安産型とは?安産型の人は決まっている?今からできることを頑張ろう。【看護師が解説】

安産型という言葉を聞いたことがありますか。

安産体形のことで、以前はよく使われていた言葉です。

昔ほどではないものの、今でも安産型という言葉は聞きますよね。

安産型とはどのようなことでしょうか。

妊娠中の方が、安産を目指すにはどのようにしたら良いのでしょうか。

今回は看護師で3人の小さい子の母でもある筆者が解説します。

安産型とは?

現在では、安産型とはどのように考えられているのでしょうか。

安産型とはどのような体形?

安産型とは、簡単にいうとお尻が大きい女性のことです。

お尻が大きいと、骨盤も大きいことが多く、骨盤が大きければ骨産道という赤ちゃんの通り道も大きいことが多いので、赤ちゃんがスムーズに出てくれば安産になりやすいです。

しかし、お尻が大きいと必ず骨盤が大きいというわけではなく、骨盤が大きければ必ず安産になるわけではなるわけでもありません。

昔は「安産型」とよく言われていたのはなぜ?

昔は現在ほど医学が発達しておらず、出産で命を落とす女性も珍しくありませんでした。

そのため、今よりも安産体形であることが重要でした。

もちろん、骨盤が大きいだけが安産の条件ではないですが、見た目にもわかりやすい特徴であるため「あの人は安産型である」など言われてきたのでしょう。

安産型に医学的根拠はあるか?

では、安産型に医学的根拠はあるのでしょうか。

安産型である場合、赤ちゃんがスムーズに下りてくる道が確保されているという意味では、根拠があるように感じますよね。

安産とは?

そもそも安産という言葉は、赤ちゃんが無事にスムーズに生まれてくることで、医学的な言葉ではありません。

また、安産の定義もありません。

安産とは母親からすると、痛みも軽くスムーズな出産をイメージするかもしますよね。

初産の場合は、正常でも半日以上かかることも多く、苦しかった記憶が強く、難産な気分だったけど、助産師さんから「安産でしたね」と言われて驚いた記憶のある方もいるでしょう。

安産型に医学的根拠は?

安産という言葉は医学的な言葉ではないため、もちろん、安産型にも医学的根拠はありません。
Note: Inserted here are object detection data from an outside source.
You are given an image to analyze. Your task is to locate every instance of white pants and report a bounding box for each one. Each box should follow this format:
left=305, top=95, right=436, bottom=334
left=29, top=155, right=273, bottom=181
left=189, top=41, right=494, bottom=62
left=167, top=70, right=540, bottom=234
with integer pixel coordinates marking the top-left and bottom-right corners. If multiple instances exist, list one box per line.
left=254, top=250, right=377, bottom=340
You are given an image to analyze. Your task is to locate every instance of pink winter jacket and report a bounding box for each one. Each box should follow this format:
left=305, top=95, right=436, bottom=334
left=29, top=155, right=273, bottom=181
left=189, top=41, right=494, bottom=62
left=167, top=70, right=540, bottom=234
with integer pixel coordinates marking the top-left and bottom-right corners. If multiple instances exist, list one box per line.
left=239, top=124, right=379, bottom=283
しかも、パッと見でお尻が大きい人が必ず骨盤が大きいわけではなく、安産になるためには骨盤の大きさだけでなく、様々なことが関係してくるので、医学的根拠がないのがわかりますね。

安産型になる条件とは?

「安産型だね」と言われるとお尻が大きいと言われたようで、ムッとした経験がある方もいるかもしれません。

しかし、お尻が大きいだけが安産の条件ではないですし、妊娠中の方は、安産のために安産型を目指している方もいるでしょう。

どのような場合、安産型になるのでしょうか。

安産型と言われる条件をあげてみますね。

標準体型である

安産型というと、しっかりした体格の女性をイメージするでしょう。

妊娠中に痩せすぎも良くありませんが、太ってしまうと、産道にも脂肪がついて赤ちゃんが通りにくくなってしまい、難産になる可能性があります。

また、肥満は妊娠糖尿病や妊娠高血圧症候群などのリスクもあるので、妊娠中、適正な体重をキープするようにしましょう。

痩せすぎの場合も、体が冷える、ホルモンバランスが乱れてしまうことがあり、標準体型が一番です。

適度な運動をしている

適度な運動は、体重管理にも役立ちます。

また、運動により筋力がつき、腹筋がつけば出産の時に赤ちゃんを押し出す力になります。

どの程度運動するかは医師と相談し、妊娠経過が順調な場合は安産のために運動をしてみましょう。

冷え性ではない

体が冷えると血行も悪くなります。

冷えたことにより筋肉が硬くなると、子宮口の開きも悪くなる可能性があり、陣痛も強くならず、難産になることも。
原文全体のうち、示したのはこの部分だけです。